Più esperto il baritono messicano
Carlos Almaguer -
Amonasro, sconfitto re d'Etiopia,
padre di
Aida, dal bel timbro intenso, tipicamente verdiano e dall'ottima estensione, che nonostante
qualche asprezza ha delineato il personaggio con sicurezza nelle poche pagine dedicategli dal compositore.
Seducente il duetto con Aida “
Rivedrai le foreste imbalsamate”, con accurato
fraseggio e con piena ed espressiva autorevolezza in “
Non sei mia figlia, dei Faraoni sei
tu la schiava”, unitamenteall'ottimo drammatico ed intenso sostegno dell'orchestra.

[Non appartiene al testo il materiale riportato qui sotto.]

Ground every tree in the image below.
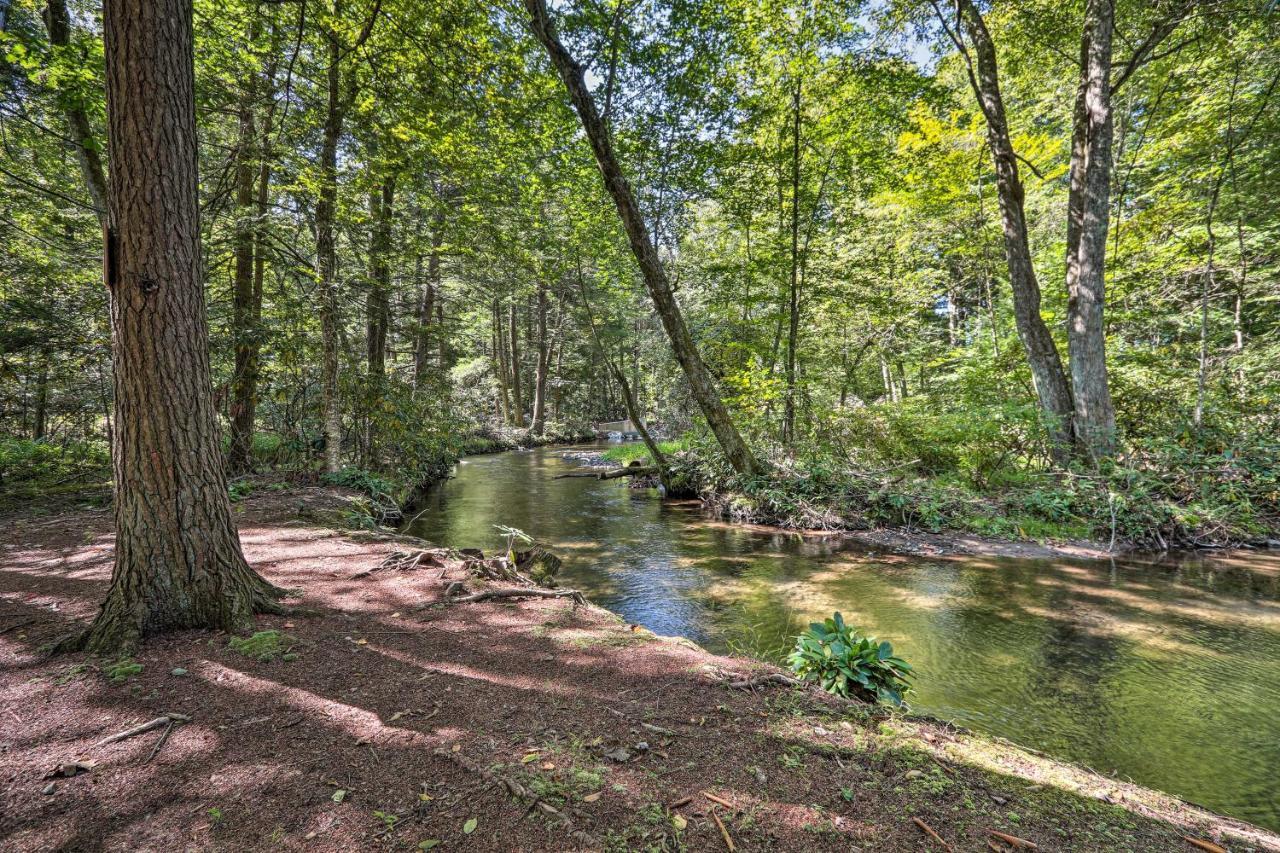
[934,0,1075,464]
[525,0,764,474]
[70,0,283,652]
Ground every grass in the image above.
[602,439,687,465]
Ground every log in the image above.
[599,465,658,480]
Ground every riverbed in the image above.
[410,440,1280,830]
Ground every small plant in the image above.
[787,613,911,706]
[230,629,297,662]
[106,657,142,684]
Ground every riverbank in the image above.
[0,487,1280,850]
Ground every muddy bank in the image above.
[0,488,1280,850]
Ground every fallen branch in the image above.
[1183,835,1226,853]
[724,672,804,690]
[444,581,586,607]
[911,817,951,850]
[712,807,737,853]
[142,721,174,765]
[987,830,1039,853]
[91,711,191,749]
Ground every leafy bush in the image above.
[787,612,911,706]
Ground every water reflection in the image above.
[413,440,1280,829]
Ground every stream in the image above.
[408,440,1280,830]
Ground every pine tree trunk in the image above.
[529,282,550,435]
[1066,0,1116,460]
[956,0,1074,465]
[68,0,282,653]
[525,0,764,474]
[316,28,342,474]
[227,56,257,474]
[507,300,525,427]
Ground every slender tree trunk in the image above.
[64,0,282,653]
[507,300,525,427]
[227,48,259,474]
[365,177,396,467]
[1066,0,1116,460]
[316,27,343,474]
[525,0,764,474]
[31,347,52,442]
[954,0,1074,465]
[782,82,800,446]
[530,282,550,435]
[413,210,444,389]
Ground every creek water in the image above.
[410,440,1280,830]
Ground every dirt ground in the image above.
[0,488,1280,852]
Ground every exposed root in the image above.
[435,749,590,841]
[724,672,804,690]
[443,580,586,607]
[351,548,449,580]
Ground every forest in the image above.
[0,0,1280,850]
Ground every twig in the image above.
[987,830,1039,850]
[703,790,737,811]
[91,711,191,749]
[1183,835,1226,853]
[142,721,174,765]
[911,817,951,850]
[712,806,737,853]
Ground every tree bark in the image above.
[782,82,800,446]
[507,300,525,427]
[1066,0,1116,460]
[413,210,444,391]
[952,0,1074,465]
[227,39,257,474]
[529,282,550,435]
[67,0,282,653]
[525,0,764,475]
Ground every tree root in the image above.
[435,749,591,843]
[724,672,804,690]
[443,580,586,607]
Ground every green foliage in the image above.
[104,657,142,684]
[229,629,297,662]
[787,612,913,706]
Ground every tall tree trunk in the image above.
[44,0,106,219]
[365,177,396,467]
[529,282,550,435]
[507,300,525,427]
[525,0,764,474]
[782,82,800,444]
[64,0,282,653]
[1066,0,1116,460]
[493,296,512,427]
[952,0,1074,465]
[227,48,259,474]
[413,210,444,389]
[316,26,343,474]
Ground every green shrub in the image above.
[787,612,911,706]
[230,629,297,662]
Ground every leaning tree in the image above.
[68,0,283,652]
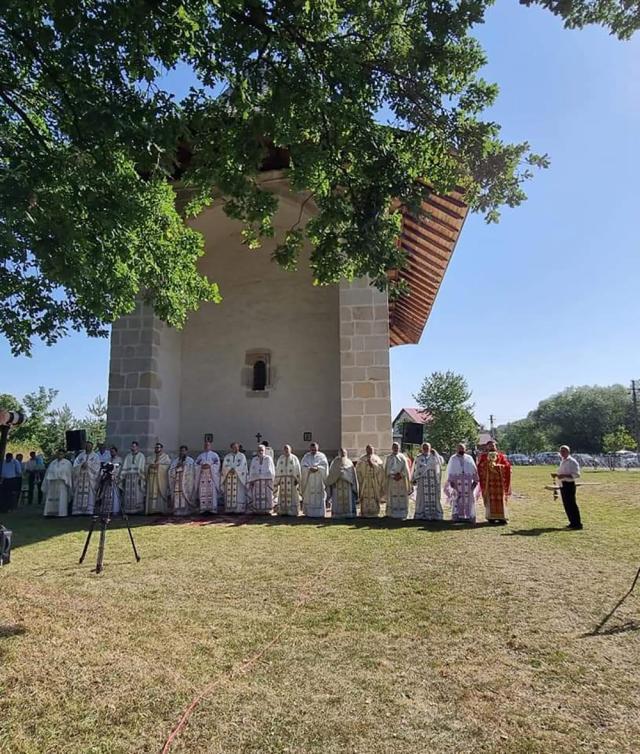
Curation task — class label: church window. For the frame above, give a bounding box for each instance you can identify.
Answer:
[242,348,273,398]
[253,359,267,390]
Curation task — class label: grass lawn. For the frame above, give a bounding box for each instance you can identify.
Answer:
[0,467,640,754]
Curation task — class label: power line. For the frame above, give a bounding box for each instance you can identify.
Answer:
[631,380,640,452]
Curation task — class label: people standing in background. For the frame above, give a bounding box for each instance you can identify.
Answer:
[120,440,145,515]
[247,445,276,513]
[412,442,444,521]
[0,453,22,513]
[222,442,249,513]
[300,442,329,518]
[42,448,73,518]
[196,440,220,513]
[96,442,111,464]
[327,448,358,518]
[384,442,413,518]
[262,440,275,463]
[444,442,479,524]
[478,440,511,524]
[356,445,384,518]
[169,445,197,516]
[25,450,44,505]
[551,445,582,529]
[275,445,302,516]
[144,442,171,516]
[71,442,100,516]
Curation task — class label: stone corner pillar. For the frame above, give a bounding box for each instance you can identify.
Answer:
[107,304,181,458]
[340,278,392,458]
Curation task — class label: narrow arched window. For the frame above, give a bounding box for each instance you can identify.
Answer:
[253,359,267,390]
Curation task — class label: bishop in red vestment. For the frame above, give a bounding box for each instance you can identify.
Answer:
[478,440,511,524]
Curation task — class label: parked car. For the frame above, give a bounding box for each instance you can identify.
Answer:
[507,453,531,466]
[533,450,562,466]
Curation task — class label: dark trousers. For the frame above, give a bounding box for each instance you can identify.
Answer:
[560,482,582,526]
[27,471,42,505]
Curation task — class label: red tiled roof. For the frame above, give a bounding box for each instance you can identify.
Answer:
[389,190,468,348]
[393,408,431,424]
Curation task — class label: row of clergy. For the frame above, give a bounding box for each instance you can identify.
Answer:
[42,434,510,523]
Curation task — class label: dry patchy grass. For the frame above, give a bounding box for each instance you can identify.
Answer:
[0,468,640,754]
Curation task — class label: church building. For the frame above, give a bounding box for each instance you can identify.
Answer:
[107,170,467,457]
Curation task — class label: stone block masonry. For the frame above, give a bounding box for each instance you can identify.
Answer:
[340,279,392,458]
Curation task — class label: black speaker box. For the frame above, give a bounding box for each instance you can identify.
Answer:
[64,429,87,453]
[402,422,424,445]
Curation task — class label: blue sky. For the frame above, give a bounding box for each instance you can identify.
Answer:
[0,0,640,423]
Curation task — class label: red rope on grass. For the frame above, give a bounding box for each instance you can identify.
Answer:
[162,558,333,754]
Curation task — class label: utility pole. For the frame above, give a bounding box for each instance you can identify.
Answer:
[631,380,640,453]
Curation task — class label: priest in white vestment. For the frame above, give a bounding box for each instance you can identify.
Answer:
[412,442,443,521]
[356,445,384,518]
[384,442,413,518]
[42,448,73,517]
[169,445,197,516]
[300,442,329,518]
[444,443,480,524]
[109,445,122,513]
[120,440,145,515]
[71,442,100,516]
[196,440,220,513]
[260,440,276,463]
[327,448,358,518]
[96,442,111,464]
[144,442,171,516]
[222,442,249,513]
[275,445,301,516]
[248,445,276,513]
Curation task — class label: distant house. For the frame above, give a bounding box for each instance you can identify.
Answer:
[391,408,431,442]
[476,429,493,448]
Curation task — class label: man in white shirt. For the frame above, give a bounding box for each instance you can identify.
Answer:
[96,442,111,465]
[552,445,582,529]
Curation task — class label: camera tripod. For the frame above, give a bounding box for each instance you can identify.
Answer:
[79,473,140,573]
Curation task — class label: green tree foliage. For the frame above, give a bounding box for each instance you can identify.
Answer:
[79,395,107,443]
[0,387,107,459]
[602,426,638,453]
[0,0,564,353]
[414,371,478,453]
[520,0,640,39]
[529,385,632,453]
[497,419,550,454]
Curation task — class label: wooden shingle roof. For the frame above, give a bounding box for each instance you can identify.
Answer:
[389,190,468,346]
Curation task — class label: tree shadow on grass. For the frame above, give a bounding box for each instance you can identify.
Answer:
[0,623,27,639]
[2,505,149,550]
[238,516,490,532]
[580,568,640,639]
[2,505,500,550]
[502,526,574,537]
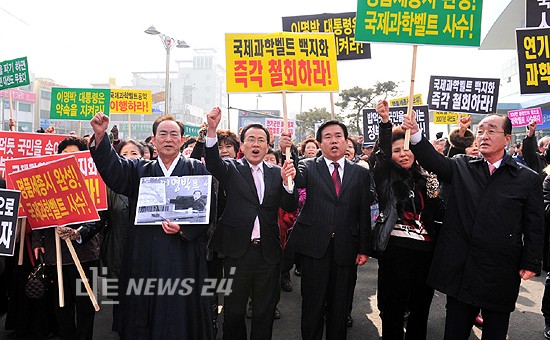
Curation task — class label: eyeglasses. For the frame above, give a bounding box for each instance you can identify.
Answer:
[476,129,507,137]
[244,137,267,144]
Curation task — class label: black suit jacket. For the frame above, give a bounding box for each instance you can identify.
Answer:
[205,143,297,264]
[287,156,373,265]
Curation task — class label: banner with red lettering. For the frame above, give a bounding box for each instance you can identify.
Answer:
[6,150,107,217]
[10,154,99,229]
[0,131,69,178]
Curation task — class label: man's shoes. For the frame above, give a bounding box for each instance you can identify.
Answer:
[346,314,353,328]
[281,279,292,292]
[475,314,483,328]
[275,307,281,320]
[246,304,252,319]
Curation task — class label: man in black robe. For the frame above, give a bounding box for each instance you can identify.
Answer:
[90,113,216,340]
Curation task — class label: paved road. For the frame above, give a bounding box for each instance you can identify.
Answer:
[0,259,544,340]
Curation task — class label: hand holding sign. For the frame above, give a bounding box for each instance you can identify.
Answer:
[90,112,109,143]
[376,100,390,123]
[401,114,420,135]
[206,106,222,138]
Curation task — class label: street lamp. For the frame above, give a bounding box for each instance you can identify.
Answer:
[145,25,189,114]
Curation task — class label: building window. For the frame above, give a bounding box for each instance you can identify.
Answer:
[40,90,52,100]
[19,103,31,112]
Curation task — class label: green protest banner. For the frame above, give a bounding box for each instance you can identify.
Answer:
[355,0,483,46]
[50,87,111,120]
[0,57,31,90]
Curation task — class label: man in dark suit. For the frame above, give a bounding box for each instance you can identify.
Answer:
[205,107,297,340]
[279,120,373,339]
[402,102,544,340]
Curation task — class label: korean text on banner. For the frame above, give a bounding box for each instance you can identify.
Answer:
[10,155,99,229]
[0,57,31,90]
[355,0,483,46]
[283,12,370,60]
[516,28,550,94]
[0,189,21,256]
[109,89,153,114]
[225,32,338,93]
[6,150,108,217]
[50,87,110,121]
[428,76,500,114]
[508,107,542,127]
[363,105,430,144]
[0,131,68,178]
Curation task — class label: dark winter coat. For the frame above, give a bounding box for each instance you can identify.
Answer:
[411,138,544,312]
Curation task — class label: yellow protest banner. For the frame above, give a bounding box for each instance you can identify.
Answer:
[389,93,423,106]
[225,32,339,93]
[110,89,153,114]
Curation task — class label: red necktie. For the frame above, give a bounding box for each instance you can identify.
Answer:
[332,162,342,196]
[487,162,497,175]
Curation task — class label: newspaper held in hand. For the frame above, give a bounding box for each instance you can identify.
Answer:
[134,175,212,225]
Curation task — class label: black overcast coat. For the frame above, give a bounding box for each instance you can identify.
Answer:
[411,138,544,312]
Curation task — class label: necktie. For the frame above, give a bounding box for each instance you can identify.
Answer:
[250,165,264,239]
[332,162,342,196]
[487,162,497,175]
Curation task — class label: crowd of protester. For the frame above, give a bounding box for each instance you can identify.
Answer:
[0,101,550,340]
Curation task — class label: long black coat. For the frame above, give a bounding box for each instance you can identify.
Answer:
[90,135,214,340]
[411,138,544,312]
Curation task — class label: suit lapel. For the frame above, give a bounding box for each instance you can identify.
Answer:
[237,158,258,202]
[316,156,336,196]
[340,159,357,196]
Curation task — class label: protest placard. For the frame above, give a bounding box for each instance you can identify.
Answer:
[0,57,31,90]
[225,32,339,93]
[6,150,108,217]
[283,12,370,60]
[428,76,500,114]
[516,27,550,94]
[363,105,430,143]
[10,155,99,229]
[508,107,542,127]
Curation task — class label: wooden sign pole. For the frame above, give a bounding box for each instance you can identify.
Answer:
[283,91,294,190]
[403,45,418,150]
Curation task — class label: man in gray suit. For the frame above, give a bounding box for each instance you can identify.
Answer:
[279,120,373,339]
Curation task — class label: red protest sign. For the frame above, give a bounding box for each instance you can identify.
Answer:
[5,150,107,217]
[0,131,68,178]
[10,155,99,229]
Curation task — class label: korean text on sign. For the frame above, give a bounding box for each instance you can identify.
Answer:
[0,189,20,256]
[50,87,110,120]
[109,89,153,114]
[508,107,542,127]
[6,150,107,216]
[516,28,550,94]
[10,156,99,228]
[363,105,430,143]
[225,33,338,93]
[283,12,371,60]
[428,76,500,114]
[0,57,31,90]
[355,0,483,46]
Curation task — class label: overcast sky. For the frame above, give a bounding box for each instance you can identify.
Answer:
[0,0,515,119]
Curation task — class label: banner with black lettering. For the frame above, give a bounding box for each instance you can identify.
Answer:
[363,105,430,143]
[428,76,500,114]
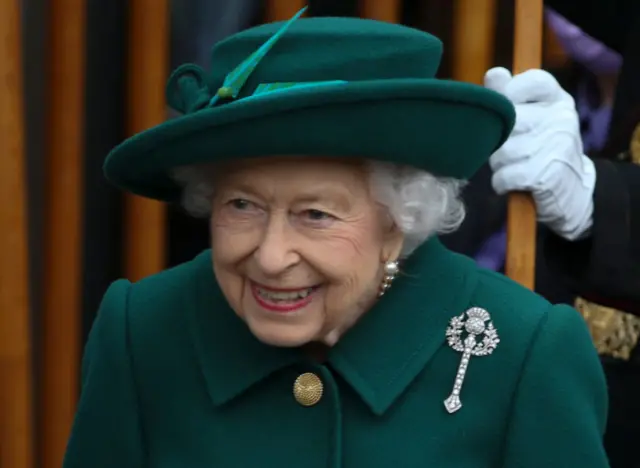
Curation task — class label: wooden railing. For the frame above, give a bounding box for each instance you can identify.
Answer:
[0,0,34,468]
[0,0,542,468]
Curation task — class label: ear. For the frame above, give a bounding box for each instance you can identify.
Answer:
[380,223,404,263]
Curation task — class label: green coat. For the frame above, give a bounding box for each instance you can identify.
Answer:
[64,240,608,468]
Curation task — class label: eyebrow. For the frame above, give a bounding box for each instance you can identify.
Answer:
[295,190,353,211]
[221,183,353,211]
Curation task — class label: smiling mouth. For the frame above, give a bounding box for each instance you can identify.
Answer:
[251,283,319,312]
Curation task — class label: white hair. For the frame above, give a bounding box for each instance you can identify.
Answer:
[173,161,465,257]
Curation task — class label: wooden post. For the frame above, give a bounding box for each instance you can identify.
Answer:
[360,0,402,23]
[452,0,496,84]
[505,0,543,289]
[125,0,169,281]
[40,0,86,468]
[265,0,307,23]
[0,0,35,468]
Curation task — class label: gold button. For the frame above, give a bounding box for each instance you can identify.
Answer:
[293,372,324,406]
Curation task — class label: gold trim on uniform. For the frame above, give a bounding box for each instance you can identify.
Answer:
[575,297,640,361]
[575,125,640,360]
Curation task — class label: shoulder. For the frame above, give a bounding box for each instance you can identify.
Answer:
[87,251,215,360]
[471,269,599,372]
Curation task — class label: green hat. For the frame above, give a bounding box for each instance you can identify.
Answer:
[104,8,515,201]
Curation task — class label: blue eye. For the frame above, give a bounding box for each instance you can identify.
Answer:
[228,198,253,210]
[305,210,334,221]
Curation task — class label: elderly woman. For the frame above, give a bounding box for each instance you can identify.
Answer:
[64,11,607,468]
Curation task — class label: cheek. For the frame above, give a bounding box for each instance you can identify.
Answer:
[314,219,382,294]
[209,214,261,265]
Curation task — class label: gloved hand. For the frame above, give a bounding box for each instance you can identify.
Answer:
[484,68,596,240]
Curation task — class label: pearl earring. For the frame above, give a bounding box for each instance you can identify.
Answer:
[378,261,400,297]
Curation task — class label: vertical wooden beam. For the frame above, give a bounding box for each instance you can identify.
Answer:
[265,0,307,22]
[360,0,402,23]
[0,0,34,468]
[40,0,86,468]
[452,0,496,84]
[505,0,543,289]
[125,0,169,281]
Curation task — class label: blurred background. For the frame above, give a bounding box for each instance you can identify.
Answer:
[0,0,615,468]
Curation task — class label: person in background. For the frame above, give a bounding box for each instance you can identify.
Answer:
[445,9,622,292]
[486,0,640,468]
[63,13,608,468]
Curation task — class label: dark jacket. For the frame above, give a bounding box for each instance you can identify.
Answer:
[63,239,609,468]
[545,0,640,308]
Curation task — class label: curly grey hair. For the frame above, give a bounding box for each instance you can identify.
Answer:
[173,161,465,257]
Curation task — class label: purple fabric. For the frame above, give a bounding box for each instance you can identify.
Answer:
[474,9,622,271]
[545,8,622,74]
[575,83,611,154]
[475,227,507,271]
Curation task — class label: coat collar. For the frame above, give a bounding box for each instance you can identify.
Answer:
[188,239,476,415]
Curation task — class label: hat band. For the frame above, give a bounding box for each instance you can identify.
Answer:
[209,80,349,107]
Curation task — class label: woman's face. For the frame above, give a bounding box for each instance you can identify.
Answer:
[211,157,402,346]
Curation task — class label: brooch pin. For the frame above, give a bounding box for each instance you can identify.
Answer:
[444,307,500,413]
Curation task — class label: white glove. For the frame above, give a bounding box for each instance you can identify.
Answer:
[484,68,596,240]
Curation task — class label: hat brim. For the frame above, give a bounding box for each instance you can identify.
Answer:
[104,79,515,201]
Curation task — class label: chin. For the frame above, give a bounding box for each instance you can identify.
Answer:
[248,322,317,348]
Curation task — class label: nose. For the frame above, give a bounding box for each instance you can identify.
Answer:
[254,213,300,276]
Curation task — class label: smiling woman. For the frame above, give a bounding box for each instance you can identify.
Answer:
[64,10,607,468]
[175,157,464,346]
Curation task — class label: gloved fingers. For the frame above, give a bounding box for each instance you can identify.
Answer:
[484,67,512,94]
[491,161,537,195]
[489,134,537,172]
[504,69,566,105]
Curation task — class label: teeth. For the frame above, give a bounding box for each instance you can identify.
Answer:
[256,288,313,302]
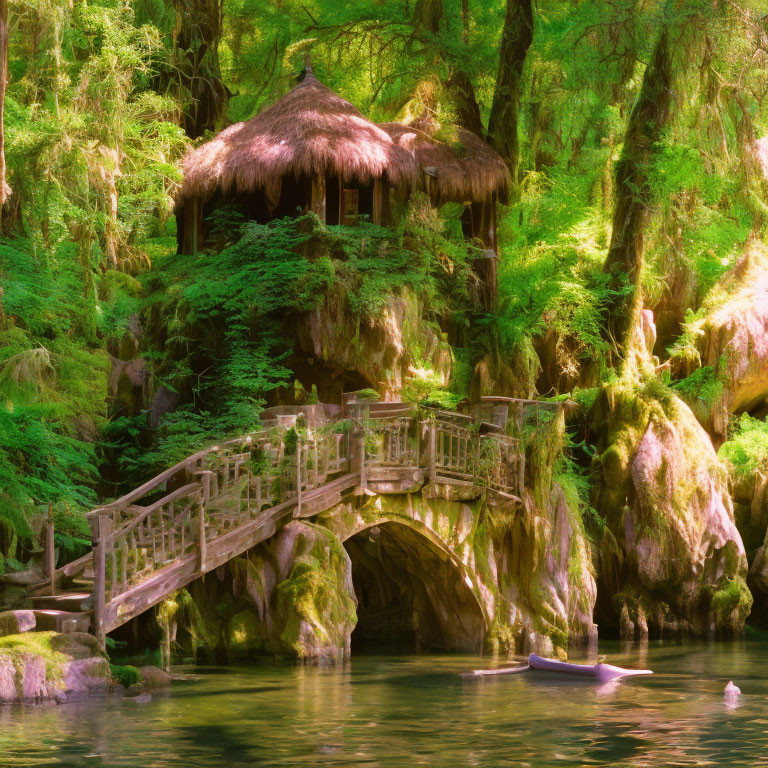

Completavano dignitosamente il cast i due personaggi che rappresentano il potere politico e decisionale,
Paata Burchuladze – nelle vesti delgran sacerdote
Ramfis, famoso potente basso in cui
sono evidenti i segni del logorio della lunghissima carriera e con analogheproblematiche
Konstantin Gorny,
in sostituzione del previsto basso Andrea Papi in quelle del
Re.
In buona sostanza, uno spettacolo di cui sarebbe rimasto un bellissimo ricordo, se anche musicalmente fosse stato
pienamente appagante.
Tuttavia ci sono stati ampi consensi anche per gli interpreti al termine dei singoli atti ed alla conclusione
dell'opera, ma non sono stati quelli interminabili con le continue chiamate dei grandi successi, in un
teatro stracolmo in ogni ordine di posti, nella prima ed in questa replica, confermando altresì la
condivisione di un giudizio modesto, sia dalla critica sia dal pubblico, spesso non concordi in altre circostanze.